Spreadsheets may have helped you a lot, however, is there perhaps a more advanced approach for you to stay updated all the time with minimal efforts?
As opposed to having your time detracted from you by the tiresome and repetitive tasks of adding data into a spreadsheet, which you can just do from one PC. The question is why not rather utilize a less complex process?
Cloud-based accounting is direct and offers an entire stack of advantages, including remote working and continuous updates.
In Dubai, firms have started asking their accounting partners to use cloud-based accounting technology to help them in filing their VAT returns. It has been enhancing their productivity of business workflow.
Today, most private companies favour cloud accounting to zero in on their overall business tasks. Cloud accounting suits every one of the necessities including globally coordinated effort, cost decrease, business development, and improved productivity.
Probably the best accounting tool permits businesses to smooth out their cycle, diminish human mistakes, and gain profitability through different integrations.
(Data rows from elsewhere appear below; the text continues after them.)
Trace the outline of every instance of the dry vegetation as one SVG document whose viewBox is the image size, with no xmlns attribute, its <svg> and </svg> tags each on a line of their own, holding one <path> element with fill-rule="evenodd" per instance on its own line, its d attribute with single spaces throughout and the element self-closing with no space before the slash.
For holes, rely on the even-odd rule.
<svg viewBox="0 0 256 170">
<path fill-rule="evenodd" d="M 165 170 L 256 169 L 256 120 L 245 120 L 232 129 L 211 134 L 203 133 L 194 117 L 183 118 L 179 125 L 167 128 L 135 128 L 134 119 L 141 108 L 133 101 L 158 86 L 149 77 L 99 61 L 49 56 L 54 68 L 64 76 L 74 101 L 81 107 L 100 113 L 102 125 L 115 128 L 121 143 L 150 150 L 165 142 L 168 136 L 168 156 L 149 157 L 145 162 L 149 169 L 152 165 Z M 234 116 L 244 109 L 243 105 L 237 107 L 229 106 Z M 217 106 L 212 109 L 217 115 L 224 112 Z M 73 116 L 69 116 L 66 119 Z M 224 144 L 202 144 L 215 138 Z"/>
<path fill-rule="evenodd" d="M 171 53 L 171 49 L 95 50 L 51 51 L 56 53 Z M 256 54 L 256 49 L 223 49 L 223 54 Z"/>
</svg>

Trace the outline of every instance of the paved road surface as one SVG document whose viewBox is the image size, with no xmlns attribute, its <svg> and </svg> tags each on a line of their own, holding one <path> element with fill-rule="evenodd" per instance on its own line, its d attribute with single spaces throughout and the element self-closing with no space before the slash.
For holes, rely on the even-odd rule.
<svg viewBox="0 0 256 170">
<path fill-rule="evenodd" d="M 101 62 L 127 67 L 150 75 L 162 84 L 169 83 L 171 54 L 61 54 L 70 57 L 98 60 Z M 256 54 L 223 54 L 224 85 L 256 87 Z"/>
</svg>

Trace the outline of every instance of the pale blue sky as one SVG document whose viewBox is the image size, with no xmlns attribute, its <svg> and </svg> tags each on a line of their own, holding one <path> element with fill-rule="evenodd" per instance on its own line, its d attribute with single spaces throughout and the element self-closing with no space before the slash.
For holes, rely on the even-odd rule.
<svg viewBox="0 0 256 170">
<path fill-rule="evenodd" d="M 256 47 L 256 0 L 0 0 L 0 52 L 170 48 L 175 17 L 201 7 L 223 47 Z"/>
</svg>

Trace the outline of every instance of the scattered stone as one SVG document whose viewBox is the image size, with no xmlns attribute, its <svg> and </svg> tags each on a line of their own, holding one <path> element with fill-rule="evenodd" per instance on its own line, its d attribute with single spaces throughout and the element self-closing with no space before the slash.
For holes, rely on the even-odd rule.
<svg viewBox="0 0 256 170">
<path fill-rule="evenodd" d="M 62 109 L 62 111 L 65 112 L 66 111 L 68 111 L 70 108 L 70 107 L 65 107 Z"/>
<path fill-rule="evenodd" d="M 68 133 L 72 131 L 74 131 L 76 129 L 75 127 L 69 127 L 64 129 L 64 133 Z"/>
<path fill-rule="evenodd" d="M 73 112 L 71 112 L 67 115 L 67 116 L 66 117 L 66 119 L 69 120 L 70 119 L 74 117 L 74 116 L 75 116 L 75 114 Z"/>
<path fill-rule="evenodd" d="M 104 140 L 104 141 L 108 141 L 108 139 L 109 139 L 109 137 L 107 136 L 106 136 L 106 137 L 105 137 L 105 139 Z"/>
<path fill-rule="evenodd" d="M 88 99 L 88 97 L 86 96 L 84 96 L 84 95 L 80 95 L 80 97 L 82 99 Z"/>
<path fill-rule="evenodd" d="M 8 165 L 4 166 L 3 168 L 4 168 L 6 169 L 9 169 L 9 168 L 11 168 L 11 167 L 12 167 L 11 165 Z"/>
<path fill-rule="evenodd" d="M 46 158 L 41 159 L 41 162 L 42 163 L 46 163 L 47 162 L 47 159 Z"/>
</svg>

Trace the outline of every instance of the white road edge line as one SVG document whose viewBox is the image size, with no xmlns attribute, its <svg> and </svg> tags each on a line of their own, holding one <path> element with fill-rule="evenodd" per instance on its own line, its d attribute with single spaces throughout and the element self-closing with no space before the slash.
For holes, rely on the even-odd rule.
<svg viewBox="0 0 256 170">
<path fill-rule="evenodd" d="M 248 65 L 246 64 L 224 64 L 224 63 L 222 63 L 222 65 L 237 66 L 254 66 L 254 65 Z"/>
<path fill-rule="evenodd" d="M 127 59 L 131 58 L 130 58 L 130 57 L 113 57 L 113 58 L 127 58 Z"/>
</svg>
Advantages of Cloud Accounting in Dubai
Through Cloud-based accounting, you can maintain your business in the cloud in real-time. This enables organizations to follow the most recent laws and upgrades.
Companies and their bookkeepers can get access to the latest information from any device by working remotely. They can even work together at the same time from anywhere.
Protection and security is a key benefit while working with cloud-based accounting tools.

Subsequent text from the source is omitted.